The objective is to draw insights from the Whole Sale Customer data set located here: https://archive.ics.uci.edu/ml/datasets/wholesale+customers#
This project will be guided by examples in the “Machine Learning in R Cookbook”.
We’ll use methods of K-Means clustering and Hierarchical clustering analysis.
The first step is to load the data into R.
customers <- read.csv(url("https://archive.ics.uci.edu/ml/machine-learning-databases/00292/Wholesale%20customers%20data.csv"), header = TRUE, sep = ",")
head(customers)
The attribute information taken from the website is the following:
Some descriptive stats…
summary(customers)
Channel Region Fresh Milk
Min. :1.000 Min. :1.000 Min. : 3 Min. : 55
1st Qu.:1.000 1st Qu.:2.000 1st Qu.: 3128 1st Qu.: 1533
Median :1.000 Median :3.000 Median : 8504 Median : 3627
Mean :1.323 Mean :2.543 Mean : 12000 Mean : 5796
3rd Qu.:2.000 3rd Qu.:3.000 3rd Qu.: 16934 3rd Qu.: 7190
Max. :2.000 Max. :3.000 Max. :112151 Max. :73498
Grocery Frozen Detergents_Paper
Min. : 3 Min. : 25.0 Min. : 3.0
1st Qu.: 2153 1st Qu.: 742.2 1st Qu.: 256.8
Median : 4756 Median : 1526.0 Median : 816.5
Mean : 7951 Mean : 3071.9 Mean : 2881.5
3rd Qu.:10656 3rd Qu.: 3554.2 3rd Qu.: 3922.0
Max. :92780 Max. :60869.0 Max. :40827.0
Delicassen
Min. : 3.0
1st Qu.: 408.2
Median : 965.5
Mean : 1524.9
3rd Qu.: 1820.2
Max. :47943.0
table(customers$Channel)
1 2
298 142
table(customers$Region)
1 2 3
77 47 316
sum(is.na(customers))
[1] 0
Because the region and channel variables are categorical, let’s remove them from our analysis for now. They don’t offer much insight on spending habits. We’ll also change the channel and region variables to factors, in case we want to use them later in the analysis.
customers$Region <- as.factor(customers$Region)

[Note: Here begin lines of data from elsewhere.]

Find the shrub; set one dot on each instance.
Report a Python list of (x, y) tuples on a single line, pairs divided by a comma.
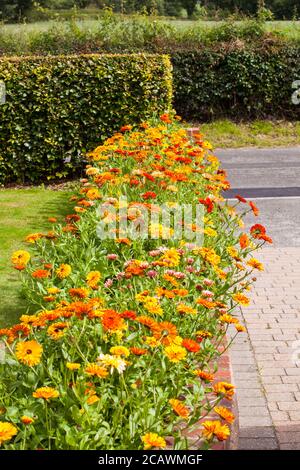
[(236, 82), (131, 327), (58, 107)]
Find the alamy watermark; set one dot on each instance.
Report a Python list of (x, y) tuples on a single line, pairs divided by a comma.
[(119, 219), (2, 93), (296, 94)]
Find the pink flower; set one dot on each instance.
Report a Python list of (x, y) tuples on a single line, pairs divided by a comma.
[(144, 265), (154, 253), (108, 283), (152, 274), (190, 269), (222, 311), (112, 256), (207, 293), (120, 275)]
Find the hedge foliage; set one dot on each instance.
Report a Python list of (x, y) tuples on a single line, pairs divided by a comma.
[(238, 83), (58, 107)]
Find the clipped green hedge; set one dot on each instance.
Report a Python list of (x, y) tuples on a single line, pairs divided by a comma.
[(236, 82), (58, 107)]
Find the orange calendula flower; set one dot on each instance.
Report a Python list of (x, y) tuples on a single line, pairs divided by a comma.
[(175, 353), (147, 321), (112, 321), (255, 264), (241, 299), (203, 334), (7, 432), (224, 388), (93, 279), (226, 414), (190, 345), (29, 353), (179, 408), (206, 376), (79, 292), (73, 365), (20, 257), (41, 274), (46, 393), (63, 271), (215, 429), (57, 330), (153, 440), (95, 370), (27, 420)]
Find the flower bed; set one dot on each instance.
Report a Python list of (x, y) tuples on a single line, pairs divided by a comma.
[(121, 352)]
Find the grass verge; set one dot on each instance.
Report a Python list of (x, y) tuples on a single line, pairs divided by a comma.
[(227, 134), (22, 211)]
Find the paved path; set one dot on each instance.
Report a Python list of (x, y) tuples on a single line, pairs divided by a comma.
[(266, 361)]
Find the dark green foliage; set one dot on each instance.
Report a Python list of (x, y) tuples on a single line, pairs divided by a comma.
[(237, 83), (58, 107)]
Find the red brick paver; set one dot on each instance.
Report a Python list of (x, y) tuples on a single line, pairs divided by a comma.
[(266, 361)]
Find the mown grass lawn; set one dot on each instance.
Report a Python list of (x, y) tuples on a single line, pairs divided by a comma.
[(23, 211)]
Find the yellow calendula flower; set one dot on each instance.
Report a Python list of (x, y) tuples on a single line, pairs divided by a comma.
[(210, 232), (93, 194), (119, 351), (95, 370), (46, 393), (27, 420), (153, 440), (152, 342), (175, 353), (233, 252), (152, 305), (20, 257), (73, 365), (179, 408), (209, 255), (63, 271), (171, 258), (92, 399), (92, 171), (93, 279), (7, 432), (53, 290), (29, 352)]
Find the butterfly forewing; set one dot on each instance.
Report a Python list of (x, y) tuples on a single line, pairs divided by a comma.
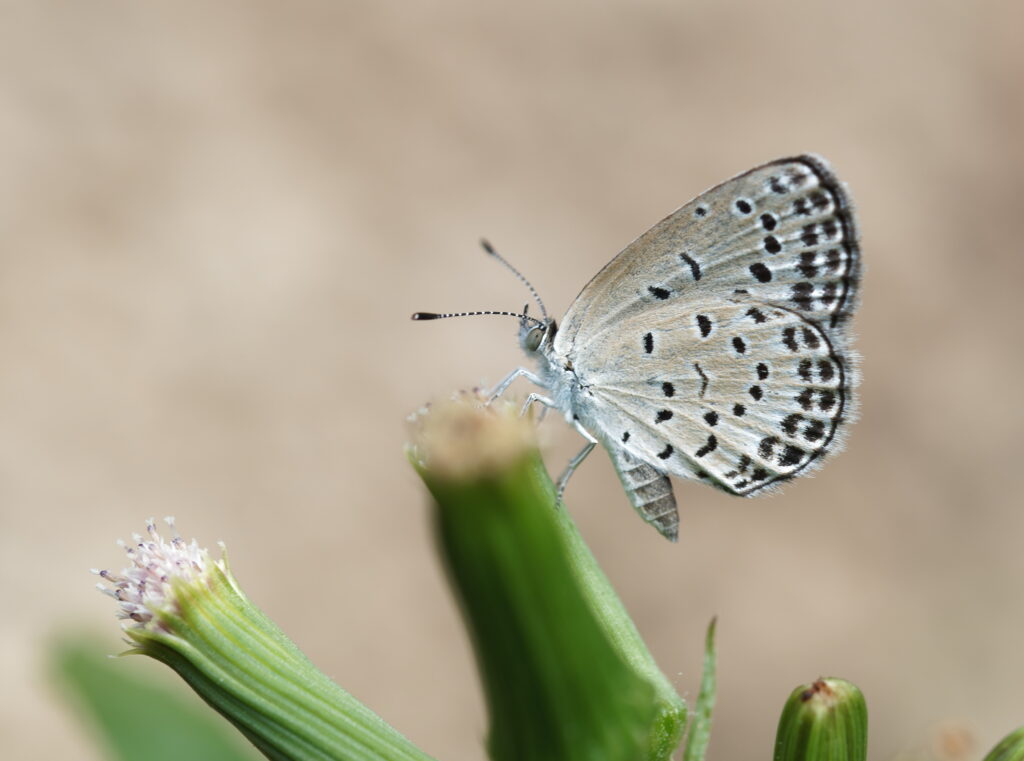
[(781, 234), (736, 393)]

customers$Channel <- as.factor((customers$Channel))
newCust <- customers
newCust$Region <- NULL
newCust$Channel <- NULL
Let’s also normalize the data.
normalize <- function(x) {
return ((x - min(x)) / (max(x) - min(x)))
}
newCust[1:6] <- as.data.frame(lapply(newCust[1:6], normalize))
summary(newCust)
Fresh Milk Grocery
Min. :0.00000 Min. :0.00000 Min. :0.00000
1st Qu.:0.02786 1st Qu.:0.02012 1st Qu.:0.02317
Median :0.07580 Median :0.04864 Median :0.05122
Mean :0.10698 Mean :0.07817 Mean :0.08567
3rd Qu.:0.15097 3rd Qu.:0.09715 3rd Qu.:0.11482
Max. :1.00000 Max. :1.00000 Max. :1.00000
Frozen Detergents_Paper Delicassen
Min. :0.00000 Min. :0.000000 Min. :0.000000
1st Qu.:0.01179 1st Qu.:0.006216 1st Qu.:0.008453
Median :0.02467 Median :0.019927 Median :0.020077
Mean :0.05008 Mean :0.070510 Mean :0.031745
3rd Qu.:0.05800 3rd Qu.:0.095997 3rd Qu.:0.037907
Max. :1.00000 Max. :1.000000 Max. :1.000000
As seen above, all of the values are now between 0 and 1. We can now trust that each variable will be weighted equally in our analysis. I.E we can equalize the spending on each product to see which products should be marketed to which customers. We’ll also perform clusters without normalizing the data later in this project.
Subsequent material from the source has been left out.